Thousands bearing up as power outage takes toll

Icicles hang from the statue of a bear outside a rest area off Interstate 295 on Thursday in Gardiner, Maine. (Associated Press)
David Sharp Associated Press

GARDINER, Maine – By Thursday, Bob and Katrina Johnson had grown weary of lugging around a portable generator to prevent a freezer-load of moose meat from spoiling and to keep her mother’s home warm.
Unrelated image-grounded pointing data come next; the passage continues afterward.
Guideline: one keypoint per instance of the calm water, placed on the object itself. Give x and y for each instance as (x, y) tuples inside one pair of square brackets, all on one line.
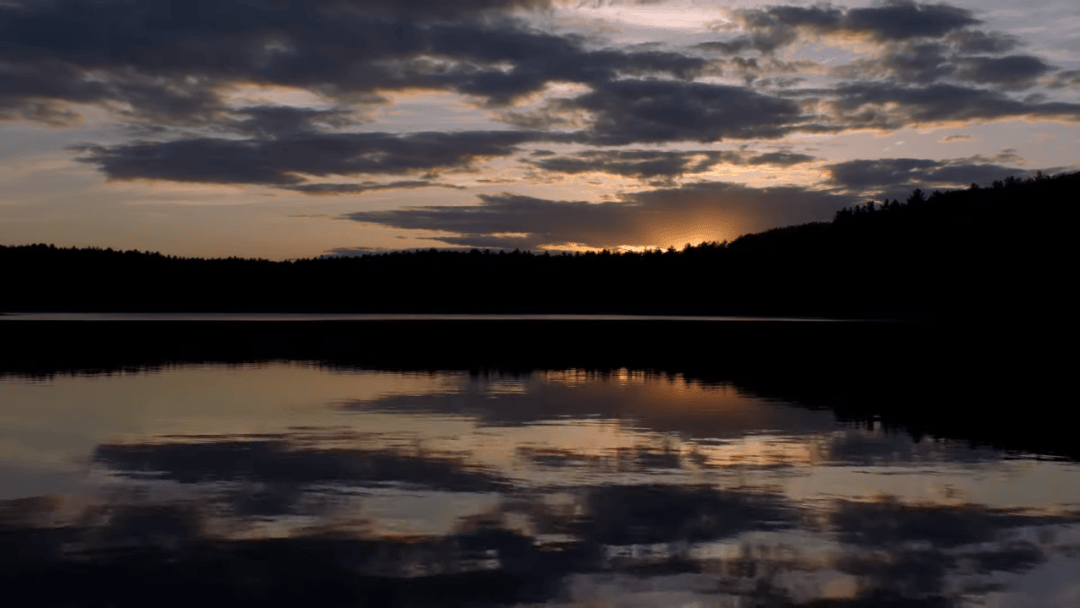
[(270, 316), (287, 483)]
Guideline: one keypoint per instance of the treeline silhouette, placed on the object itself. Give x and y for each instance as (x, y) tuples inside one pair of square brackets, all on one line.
[(945, 255)]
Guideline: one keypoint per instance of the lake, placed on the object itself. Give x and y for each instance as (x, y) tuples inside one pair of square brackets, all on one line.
[(437, 474)]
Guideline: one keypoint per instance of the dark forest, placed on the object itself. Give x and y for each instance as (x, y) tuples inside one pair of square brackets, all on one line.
[(956, 254)]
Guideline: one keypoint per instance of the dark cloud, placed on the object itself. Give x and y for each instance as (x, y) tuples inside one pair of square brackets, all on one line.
[(626, 111), (621, 515), (656, 163), (976, 41), (1013, 71), (1066, 79), (283, 160), (278, 461), (331, 189), (773, 27), (886, 105), (279, 121), (902, 175), (171, 61), (639, 218)]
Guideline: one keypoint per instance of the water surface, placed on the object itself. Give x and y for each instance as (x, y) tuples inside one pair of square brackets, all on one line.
[(275, 483)]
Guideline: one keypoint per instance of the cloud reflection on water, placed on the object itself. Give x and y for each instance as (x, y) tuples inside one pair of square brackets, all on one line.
[(628, 488)]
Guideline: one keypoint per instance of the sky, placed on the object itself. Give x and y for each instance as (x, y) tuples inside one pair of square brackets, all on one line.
[(289, 129)]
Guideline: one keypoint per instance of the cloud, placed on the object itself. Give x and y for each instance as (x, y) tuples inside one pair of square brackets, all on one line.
[(712, 211), (332, 189), (657, 163), (1013, 71), (626, 111), (174, 62), (281, 462), (773, 27), (902, 175), (283, 160), (887, 105)]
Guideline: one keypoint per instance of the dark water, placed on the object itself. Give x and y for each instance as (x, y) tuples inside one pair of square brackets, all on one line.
[(289, 483)]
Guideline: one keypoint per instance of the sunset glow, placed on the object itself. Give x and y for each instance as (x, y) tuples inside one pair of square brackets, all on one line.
[(510, 124)]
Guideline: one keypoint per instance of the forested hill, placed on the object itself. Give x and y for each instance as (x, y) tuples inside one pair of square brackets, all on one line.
[(958, 254)]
The Maine couple spent Christmas Eve at a family member’s home without electricity. Christmas morning found them at their own home without power. And to complete their holiday, they traveled to a third darkened home to exchange gifts that afternoon.

“You have to go with the flow and adapt, and do the best you can,” Katrina Johnson said Thursday, before their power was restored. “You learn how to deal with it. Do you like it? No, but you deal with it.”

Utility officials said it could be days longer before power is restored to everyone after a weekend ice storm that turned out the lights from Michigan to Maine and into Canada.

People shivered for a seventh day as a new storm blew through the upper Midwest and Northeast, shutting down part of the Pennsylvania Turnpike after a pileup involving 35 vehicles. Ten people were hospitalized with injuries from the crash. Another pileup on Interstate 78 in eastern Pennsylvania involving 25 to 30 vehicles sent 25 people to hospitals.

In Michigan, where about half a million homes and businesses lost power at the storm’s peak, utilities reported that 97,000 customers remained without power Thursday evening and said it could be Saturday before all electricity is restored.

In Maine, more snow added to the misery for utility crews working long hours in eastern Maine and parts of the state’s interior.

Most utility customers in Maine were expected to have their lights on by week’s end, but there were some pockets where damage was so severe it could take until New Year’s Day.

Maine reported more than 20,000 customers were still in the dark, down from a high of more than 106,000. There were more than 101,000 without power Thursday afternoon in three Canadian provinces – Quebec, Ontario and New Brunswick – including 54,000 in Toronto.